Parameters are fixed numerical values that describe specific characteristics of an entire population, such as the true mean, variance, or proportion. Typically, parameters are what we wish to know or uncover about the population of interest (e.g., all university students or all researchers in North America). Unlike statistics, which are derived from sample data and serve as estimates, parameters represent the actual values for the population, though they are often unknown and must be inferred using—yes, you guessed it—inferential statistics. In research, parameters are the key quantities we aim to estimate, giving us a clearer understanding of the population as a whole.

A parameter is a single, objective, and fixed value, though typically unknown to us. When running an experiment, we calculate a statistic from the sample as a proxy (i.e., estimate) for the unknown population parameter. The population parameter is singular because there is only one true value it can take. It is objective because it represents an unequivocal truth, even if we cannot know its exact value. Finally, the population parameter is fixed—it remains constant at the time of observation. As you’ll soon see, Bayesian philosophy offers quite a different perspective on probability and parameters.

By convention, these are typically expressed in Greek letters, for example:

  • \(\mu\) = (population) mean
  • \(\sigma\) = standard deviation
  • \(\sigma^2\) = variance
  • \(\rho\) = correlation coefficient
  • \(\beta\) = regression coefficient

But, clearly, there aren’t enough letters in the alphabet to describe all possible parameters (e.g., we could talk of a population median).

Statistics and Estimates

Statistics are the numerical summaries we calculate from a sample of data to help us make sense of it. Think of statistics as the little clues or snapshots we gather from a subset of the population, like the sample mean or variance, which give us a peek into what the whole population might look like. Unlike parameters, which describe the entire population, statistics are our best guesses based on the data at hand. They’re flexible, subject to change with different samples, and are the main tools we use to estimate the unknown truths hidden in the population.

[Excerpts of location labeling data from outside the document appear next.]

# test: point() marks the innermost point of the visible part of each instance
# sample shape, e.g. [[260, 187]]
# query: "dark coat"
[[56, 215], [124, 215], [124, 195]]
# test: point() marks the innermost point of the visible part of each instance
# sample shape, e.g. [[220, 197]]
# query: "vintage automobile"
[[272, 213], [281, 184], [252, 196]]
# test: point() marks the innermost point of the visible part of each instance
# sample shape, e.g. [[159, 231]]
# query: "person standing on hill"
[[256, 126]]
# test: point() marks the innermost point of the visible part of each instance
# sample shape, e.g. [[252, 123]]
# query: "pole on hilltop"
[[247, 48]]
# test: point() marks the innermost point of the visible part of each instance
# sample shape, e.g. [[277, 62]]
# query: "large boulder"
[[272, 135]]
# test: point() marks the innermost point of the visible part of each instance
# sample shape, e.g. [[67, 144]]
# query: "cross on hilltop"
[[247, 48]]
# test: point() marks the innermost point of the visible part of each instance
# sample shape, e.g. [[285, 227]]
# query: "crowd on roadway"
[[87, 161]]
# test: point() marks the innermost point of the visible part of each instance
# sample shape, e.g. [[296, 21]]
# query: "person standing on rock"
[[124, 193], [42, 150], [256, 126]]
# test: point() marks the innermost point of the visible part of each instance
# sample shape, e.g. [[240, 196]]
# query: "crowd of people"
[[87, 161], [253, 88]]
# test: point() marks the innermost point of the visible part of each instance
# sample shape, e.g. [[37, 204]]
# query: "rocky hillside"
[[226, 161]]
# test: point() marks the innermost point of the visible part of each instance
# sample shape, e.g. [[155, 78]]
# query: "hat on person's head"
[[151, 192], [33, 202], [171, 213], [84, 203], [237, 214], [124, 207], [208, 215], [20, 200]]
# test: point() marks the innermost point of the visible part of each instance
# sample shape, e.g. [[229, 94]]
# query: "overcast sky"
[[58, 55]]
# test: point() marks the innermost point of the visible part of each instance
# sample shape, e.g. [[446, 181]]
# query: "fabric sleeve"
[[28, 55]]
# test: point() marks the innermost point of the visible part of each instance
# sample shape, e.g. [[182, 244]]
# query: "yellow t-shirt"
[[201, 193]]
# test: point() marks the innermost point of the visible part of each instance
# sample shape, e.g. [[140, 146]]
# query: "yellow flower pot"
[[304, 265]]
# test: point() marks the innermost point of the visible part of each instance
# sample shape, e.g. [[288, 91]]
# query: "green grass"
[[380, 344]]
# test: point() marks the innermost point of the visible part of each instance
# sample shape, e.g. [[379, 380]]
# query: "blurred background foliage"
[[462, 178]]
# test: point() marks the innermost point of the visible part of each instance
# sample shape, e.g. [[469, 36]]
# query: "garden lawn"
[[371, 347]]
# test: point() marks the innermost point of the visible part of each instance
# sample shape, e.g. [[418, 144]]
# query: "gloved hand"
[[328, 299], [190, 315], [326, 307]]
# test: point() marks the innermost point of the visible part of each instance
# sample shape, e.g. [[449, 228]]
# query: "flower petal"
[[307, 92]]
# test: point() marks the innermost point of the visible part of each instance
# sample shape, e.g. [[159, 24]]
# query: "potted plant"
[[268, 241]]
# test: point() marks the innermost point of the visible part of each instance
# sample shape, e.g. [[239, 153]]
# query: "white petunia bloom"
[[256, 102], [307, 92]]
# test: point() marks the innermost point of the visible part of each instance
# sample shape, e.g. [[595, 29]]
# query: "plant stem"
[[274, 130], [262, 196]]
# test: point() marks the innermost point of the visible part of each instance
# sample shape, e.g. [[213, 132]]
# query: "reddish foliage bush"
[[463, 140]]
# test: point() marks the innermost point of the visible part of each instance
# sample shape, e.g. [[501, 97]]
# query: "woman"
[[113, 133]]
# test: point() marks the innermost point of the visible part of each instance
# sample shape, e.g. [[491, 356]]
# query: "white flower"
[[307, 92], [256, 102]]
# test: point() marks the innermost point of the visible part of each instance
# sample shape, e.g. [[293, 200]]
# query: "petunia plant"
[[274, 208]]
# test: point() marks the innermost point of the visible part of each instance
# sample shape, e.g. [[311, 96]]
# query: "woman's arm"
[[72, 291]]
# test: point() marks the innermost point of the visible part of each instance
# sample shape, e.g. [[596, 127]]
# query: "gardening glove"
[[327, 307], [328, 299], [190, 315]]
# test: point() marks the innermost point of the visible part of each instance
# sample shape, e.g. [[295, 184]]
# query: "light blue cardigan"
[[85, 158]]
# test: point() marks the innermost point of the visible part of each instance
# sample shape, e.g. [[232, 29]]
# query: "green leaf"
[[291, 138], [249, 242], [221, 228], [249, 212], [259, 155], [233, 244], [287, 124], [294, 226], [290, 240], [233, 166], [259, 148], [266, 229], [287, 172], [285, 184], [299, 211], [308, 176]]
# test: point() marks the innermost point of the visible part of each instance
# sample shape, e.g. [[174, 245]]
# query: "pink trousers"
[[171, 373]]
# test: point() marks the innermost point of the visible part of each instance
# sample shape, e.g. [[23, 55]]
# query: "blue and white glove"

Estimates are the values we calculate from sample data that serve as stand-ins for the unknown population parameters. Since we can’t usually measure the entire population, we rely on estimates—like a sample mean or proportion—and a few assumptions—e.g., the observations are independent from one another and were randomly selected from the population—make informed and educated guesses about the true population values. These estimates aren’t perfect, but with the right sample and methods, they get us pretty close. They help bridge the gap between the data we have and the broader, often elusive, population parameters we’re trying to figure out.

Often, estimates are given a special “hat” to indicate that they are estimates, for example:

  • \(\hat{\mu}\) = mean estimate
  • \(\hat{\sigma}\) = estimated standard deviation
  • \(\hat{\sigma^2}\) = estimated variance
  • \(\hat{\rho}\) = estimated correlation coefficient
  • \(\hat{\beta}\) = estimated regression coefficient

That said, many researchers and educators prefer to use different notations altogether, for example:

  • \(M\) = mean estimate
  • \(s\) = estimated standard deviation
  • \(s^2\) = estimated variance
  • \(r\) = estimated correlation coefficient
  • \(b\) = estimated regression coefficient

Relationship Between Statistics and Estimates

Statistics and estimates are closely connected, like two sides of the same coin. When we calculate a statistic—such as the mean, variance, or proportion—from a sample, it becomes an estimate of the corresponding population parameter. In other words, the statistic is the number we compute from our sample data, and we use that number as our best guess (i.e., estimate) of the unknown value we’re interested in that describes the entire population.

So, while the statistic is simply the number we calculate from the sample, the estimate is the role it plays in standing in for the unknown population parameter. Together, they form a bridge between the sample we have and the broader population we’re trying to understand. The accuracy and precision of an estimate depends on the quality of the statistic and how well our sample represents the population.